Псков: прекрасный, совковый, крутой, однозначно великий
Что мы, товарищи, знаем про Псков? Я, как малограмотный, знаю только, что Псков всегда упоминался в книжках либо как придаток Новгорода либо в контексте «Новгород – Псков – Владимир – Переяславль – бла-бла-бла». Известно также, что вбитый в землю суровыми веками, Псков был здоровым шилом, как которое постоянно напарывались немце-литовцы, во время своих многочисленных поползновений. Поэтому и выглядит город по-деловому: крутой суровый кремль, грамотная и мускулистая линия фортификаций по-над речкою и куча музыкальных церквей. Построил стену, наполнил арсенал, отбил атаку, восстановил стену, восполнил арсенал, отер бороду, пошел помолился да на колоколах поиграл. Очень правильный подход к жизни: строй крепости и церкви, тогда все, что за спиной, будет жить и процветать.
Девушка под названием Даша как-то заметила, что зимой смотреть Псков холодно даже в лыжных штанах. Можно, конечно, надеть двое лыжных штанов, но тогда будет уже не важно, в Пскове ты или, скажем, в Семипалатинске. Нельзя не согласиться с мудростью людей, оснащенных лыжными штанами, мы были трижды правы, сходив в Псков летом.
Ехали долго, большую часть времени убив на московскую пробку перед МКАДом. Московские пробки очень сближают. В предпраздничной пробке люди могут полюбить и расстаться, в пробке могут родиться дети, в пробке можно узнать, что Аполинарий Антиохич купил далматинца. Потом была долгая скоростная ночь, закончившаяся Псковом. Приехали, радостные, утром, но весь первый день преследовало нас навязчивое впечатление, что Псков – это совок, густо намазанный на славянскую архаику. Кремль и церкви сохранились сами собой, а потом никто не разбирал, что и зачем – ставили советские бараки и хрущобы туда, куда они могли впихнуться. Так неряшливый кладовщик загромождает коробки с клубникой картофельными мешками и бочками удобрений.

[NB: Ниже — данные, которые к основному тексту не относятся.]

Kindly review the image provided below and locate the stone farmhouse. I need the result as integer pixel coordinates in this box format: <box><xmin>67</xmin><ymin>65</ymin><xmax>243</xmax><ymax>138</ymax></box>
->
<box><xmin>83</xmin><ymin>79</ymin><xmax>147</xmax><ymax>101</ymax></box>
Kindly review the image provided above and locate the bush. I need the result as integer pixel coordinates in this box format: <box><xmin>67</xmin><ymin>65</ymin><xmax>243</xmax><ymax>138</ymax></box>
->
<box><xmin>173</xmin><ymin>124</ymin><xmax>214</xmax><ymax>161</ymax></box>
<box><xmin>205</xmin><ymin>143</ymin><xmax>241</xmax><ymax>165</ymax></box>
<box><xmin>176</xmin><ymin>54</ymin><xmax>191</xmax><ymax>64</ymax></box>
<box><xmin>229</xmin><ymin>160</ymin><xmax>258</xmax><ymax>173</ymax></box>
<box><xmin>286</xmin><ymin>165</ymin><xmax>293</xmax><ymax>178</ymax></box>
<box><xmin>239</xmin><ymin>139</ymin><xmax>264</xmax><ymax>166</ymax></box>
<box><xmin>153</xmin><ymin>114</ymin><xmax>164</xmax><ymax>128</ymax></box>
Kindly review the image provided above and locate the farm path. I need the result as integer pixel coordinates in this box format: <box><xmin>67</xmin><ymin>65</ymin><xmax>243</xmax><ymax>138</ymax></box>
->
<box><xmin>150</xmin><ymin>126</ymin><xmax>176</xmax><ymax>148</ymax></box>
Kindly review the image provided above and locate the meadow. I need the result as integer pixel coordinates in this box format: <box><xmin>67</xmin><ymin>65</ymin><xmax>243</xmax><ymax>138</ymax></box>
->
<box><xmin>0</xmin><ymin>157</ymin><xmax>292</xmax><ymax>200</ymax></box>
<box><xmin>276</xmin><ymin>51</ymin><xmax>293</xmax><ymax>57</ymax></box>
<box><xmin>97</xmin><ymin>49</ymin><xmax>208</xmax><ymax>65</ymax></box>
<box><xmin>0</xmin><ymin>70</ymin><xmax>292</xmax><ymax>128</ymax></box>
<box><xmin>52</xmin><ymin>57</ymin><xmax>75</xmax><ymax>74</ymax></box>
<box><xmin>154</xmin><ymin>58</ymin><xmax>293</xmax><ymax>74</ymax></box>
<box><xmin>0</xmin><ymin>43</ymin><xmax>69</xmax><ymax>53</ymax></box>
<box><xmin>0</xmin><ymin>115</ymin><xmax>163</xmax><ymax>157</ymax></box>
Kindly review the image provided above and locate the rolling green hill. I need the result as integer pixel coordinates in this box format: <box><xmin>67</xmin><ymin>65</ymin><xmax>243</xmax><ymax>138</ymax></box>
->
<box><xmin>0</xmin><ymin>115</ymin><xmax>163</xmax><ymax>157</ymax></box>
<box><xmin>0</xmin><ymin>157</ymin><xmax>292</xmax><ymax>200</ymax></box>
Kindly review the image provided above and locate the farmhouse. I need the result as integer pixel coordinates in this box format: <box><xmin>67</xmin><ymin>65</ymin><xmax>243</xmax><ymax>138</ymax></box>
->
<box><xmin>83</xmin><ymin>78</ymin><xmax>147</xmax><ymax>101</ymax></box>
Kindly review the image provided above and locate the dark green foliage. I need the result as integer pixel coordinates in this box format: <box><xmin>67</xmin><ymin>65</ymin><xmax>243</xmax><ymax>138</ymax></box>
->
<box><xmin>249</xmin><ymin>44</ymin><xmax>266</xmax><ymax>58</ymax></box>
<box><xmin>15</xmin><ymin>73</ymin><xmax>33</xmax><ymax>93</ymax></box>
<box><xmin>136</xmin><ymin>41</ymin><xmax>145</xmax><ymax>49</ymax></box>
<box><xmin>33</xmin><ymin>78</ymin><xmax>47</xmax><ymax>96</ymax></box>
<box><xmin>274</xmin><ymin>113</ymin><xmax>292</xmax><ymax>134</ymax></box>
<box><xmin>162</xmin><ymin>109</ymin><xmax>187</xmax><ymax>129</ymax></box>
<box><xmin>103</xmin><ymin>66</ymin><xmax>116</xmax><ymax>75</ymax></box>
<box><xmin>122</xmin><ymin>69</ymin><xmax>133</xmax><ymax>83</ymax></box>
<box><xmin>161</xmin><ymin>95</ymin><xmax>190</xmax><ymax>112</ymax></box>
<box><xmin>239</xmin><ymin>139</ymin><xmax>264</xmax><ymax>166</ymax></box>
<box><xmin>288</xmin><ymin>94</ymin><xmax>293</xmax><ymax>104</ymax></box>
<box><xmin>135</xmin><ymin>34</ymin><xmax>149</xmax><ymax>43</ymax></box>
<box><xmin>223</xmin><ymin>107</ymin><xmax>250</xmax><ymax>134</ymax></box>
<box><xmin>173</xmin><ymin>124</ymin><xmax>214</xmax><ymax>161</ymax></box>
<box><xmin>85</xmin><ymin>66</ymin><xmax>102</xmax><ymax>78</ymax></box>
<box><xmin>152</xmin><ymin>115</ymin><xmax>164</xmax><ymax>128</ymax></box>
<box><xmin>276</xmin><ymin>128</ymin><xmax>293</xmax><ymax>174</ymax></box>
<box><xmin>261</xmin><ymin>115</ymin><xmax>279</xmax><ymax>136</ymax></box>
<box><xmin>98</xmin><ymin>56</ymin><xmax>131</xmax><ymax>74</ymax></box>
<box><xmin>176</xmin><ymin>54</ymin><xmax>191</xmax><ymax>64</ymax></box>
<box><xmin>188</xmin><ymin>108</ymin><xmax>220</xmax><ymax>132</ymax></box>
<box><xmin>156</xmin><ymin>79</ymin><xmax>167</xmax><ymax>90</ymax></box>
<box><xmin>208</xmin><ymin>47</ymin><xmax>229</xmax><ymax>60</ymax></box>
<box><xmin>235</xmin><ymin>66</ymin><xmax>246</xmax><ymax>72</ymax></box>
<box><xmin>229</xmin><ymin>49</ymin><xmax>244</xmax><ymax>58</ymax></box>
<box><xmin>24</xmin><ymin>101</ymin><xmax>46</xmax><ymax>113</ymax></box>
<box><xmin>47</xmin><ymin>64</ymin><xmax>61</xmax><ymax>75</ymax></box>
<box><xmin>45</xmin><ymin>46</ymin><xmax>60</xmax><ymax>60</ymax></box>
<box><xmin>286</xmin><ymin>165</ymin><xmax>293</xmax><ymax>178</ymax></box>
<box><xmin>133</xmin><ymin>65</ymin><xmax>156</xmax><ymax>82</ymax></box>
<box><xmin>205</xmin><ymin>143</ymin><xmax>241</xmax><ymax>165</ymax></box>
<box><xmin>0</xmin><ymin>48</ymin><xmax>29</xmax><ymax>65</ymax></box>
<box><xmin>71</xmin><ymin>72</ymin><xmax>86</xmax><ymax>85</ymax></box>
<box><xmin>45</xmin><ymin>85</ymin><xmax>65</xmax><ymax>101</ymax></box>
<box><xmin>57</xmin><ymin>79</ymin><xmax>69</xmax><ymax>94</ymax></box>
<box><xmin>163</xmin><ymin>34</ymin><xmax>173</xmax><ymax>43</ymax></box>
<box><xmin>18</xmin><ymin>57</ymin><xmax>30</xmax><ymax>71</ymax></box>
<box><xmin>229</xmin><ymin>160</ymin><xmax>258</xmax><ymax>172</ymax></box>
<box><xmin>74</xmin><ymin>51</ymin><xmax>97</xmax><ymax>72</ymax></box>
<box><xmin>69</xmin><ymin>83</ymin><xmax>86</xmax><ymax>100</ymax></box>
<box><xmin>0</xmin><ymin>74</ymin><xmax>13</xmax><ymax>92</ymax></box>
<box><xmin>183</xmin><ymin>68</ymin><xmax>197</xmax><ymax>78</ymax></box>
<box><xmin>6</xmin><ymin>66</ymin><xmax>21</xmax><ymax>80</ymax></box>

Стоит оговориться, что результатом безалаберных поисков гостиницы, начатых за неделю до десанта, стала гостиница Рижская – единственное место, где удалось купить проживание. Причем платили не самой гостинице, а агентству, 100% вперед. Расположенная на Рижском проспекте, недалеко от речки, гостиница представлялась очень дельным вариантом. Но, если, согласно тов. Кузьмину, на рижском взморье воздух свеж, то всё, что расположено на Рижском проспекте Пскова, покрыто тленом и коростой. Выстроенные за час и на века из виниловой вагонки рынки, стрёмные советские коробки, а над всем этим гордо довлеют гостиница с одной стороны и здание Межрегионгаза – с другой (большой привет группе Газпром: думаем о будущем, засираем прошлое).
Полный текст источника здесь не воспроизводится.